In the case of Ariel Sharon and the disengagement from the Gaza Strip in 2005, it is argued that all the Israeli withdrawal achieved was the rise to power of the Hamas, rockets being fired from Gaza into Israel, and the displacement of 8,600 Israelis who had lived in Gush Katif. The facts are undeniable, though once again one doesn’t know what would have happened if Sharon had not decided to embark on this policy (with IDF backing, since the presence in the Gaza Strip was a nightmare), though in this case one can agree that whether or not one believes in the inevitability of the withdrawal, it should never have taken place as a unilateral Israeli act – an argument that may also apply to the unilateral Israeli withdrawal from Southern Lebanon in 2000.
One can follow the same line of argumentation with regards to economic and social policies. For example, it is impossible to prove whether only a free market policy can solve the housing problem in Israel, and excuse the lack of success so far on the fact that the market is not really free (for example, with regards to the supply of land). Equally, one cannot prove that only a policy of deep government involvement in the construction and distribution of apartments will deal with the problem effectively, and at a reasonable cost to the state, whose resources are limited, though in the first decade of the state’s existence it certainly worked. Presumably the solution must involve elements from both approaches – neither economic Left nor economic Right.

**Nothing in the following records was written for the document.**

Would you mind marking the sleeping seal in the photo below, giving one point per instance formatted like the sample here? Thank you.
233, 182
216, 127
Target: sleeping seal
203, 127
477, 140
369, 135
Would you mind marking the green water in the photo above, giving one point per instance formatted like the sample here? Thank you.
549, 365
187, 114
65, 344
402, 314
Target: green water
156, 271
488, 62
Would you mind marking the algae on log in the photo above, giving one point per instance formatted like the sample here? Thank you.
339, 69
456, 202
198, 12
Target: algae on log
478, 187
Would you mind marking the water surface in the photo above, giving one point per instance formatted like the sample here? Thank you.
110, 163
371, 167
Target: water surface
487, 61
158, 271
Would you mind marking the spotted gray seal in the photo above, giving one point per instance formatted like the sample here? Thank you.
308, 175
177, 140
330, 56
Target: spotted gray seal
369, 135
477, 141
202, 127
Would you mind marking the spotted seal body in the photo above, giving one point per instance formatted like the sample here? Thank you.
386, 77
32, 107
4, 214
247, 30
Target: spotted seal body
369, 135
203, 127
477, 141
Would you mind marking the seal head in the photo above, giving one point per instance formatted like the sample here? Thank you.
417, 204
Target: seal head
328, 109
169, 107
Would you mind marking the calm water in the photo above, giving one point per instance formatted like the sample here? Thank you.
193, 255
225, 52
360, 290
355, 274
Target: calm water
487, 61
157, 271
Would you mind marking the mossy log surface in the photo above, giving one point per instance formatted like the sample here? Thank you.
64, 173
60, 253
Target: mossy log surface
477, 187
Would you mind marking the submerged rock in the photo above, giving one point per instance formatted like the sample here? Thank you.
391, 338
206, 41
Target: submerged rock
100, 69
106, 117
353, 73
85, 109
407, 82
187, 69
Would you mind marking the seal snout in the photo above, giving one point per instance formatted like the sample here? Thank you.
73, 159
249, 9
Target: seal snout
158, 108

Or take the example of the demand, made by Yair Lapid and others, that the haredim share in bearing the economic and defense burdens. Certainly in an ideal world everyone should bear the same burdens, in order to enjoy the same rights. However, Lapid’s position , as justified as it may be, ignores the question of whether the price the non-haredi, but especially secular Jewish society will be called upon to pay in terms of a reversal in the status of women in the IDF and the workplace should a major increase in the enlistment of haredim to the IDF and their greater integration in the economy occur is acceptable.
After all, the haredim are no longer a tiny minority, and are rapidly to approaching 10 percent of the Jewish population.
The haredim themselves, as one of the most extreme parts of the population when it comes to rigid dogmatism, will have to learn that they might think that they “know,” but that this “knowledge” is full of holes, like Swiss cheese, as developments within the haredi community itself demonstrate in such spheres as the use of the internet and women’s representation.
In short, though we are going to hear a lot of dogmatic statements in the next 12 weeks coming from the Right (which is not necessarily right) versus the Left (which is not necessarily wrong), religious versus secular, social-democrat versus neo-liberal etc., the truth is much more pragmatic. In the final reckoning it isn’t a zero-sum game we are engaged in, and what we should be hoping for is an election result that will come up with a combination of coalition partners which is more pragmatic and result-motivated what we had in our 33th government.
It isn’t just the make-up of the next government that is important, but who will stand at its head. Hopefully it will be someone who is motivated by the desire to find solutions to the burning problems on the national agenda, rather than by his personal ambition to survive politically at any cost. In other words, not Netanyahu.
The writer is a retired Knesset employee.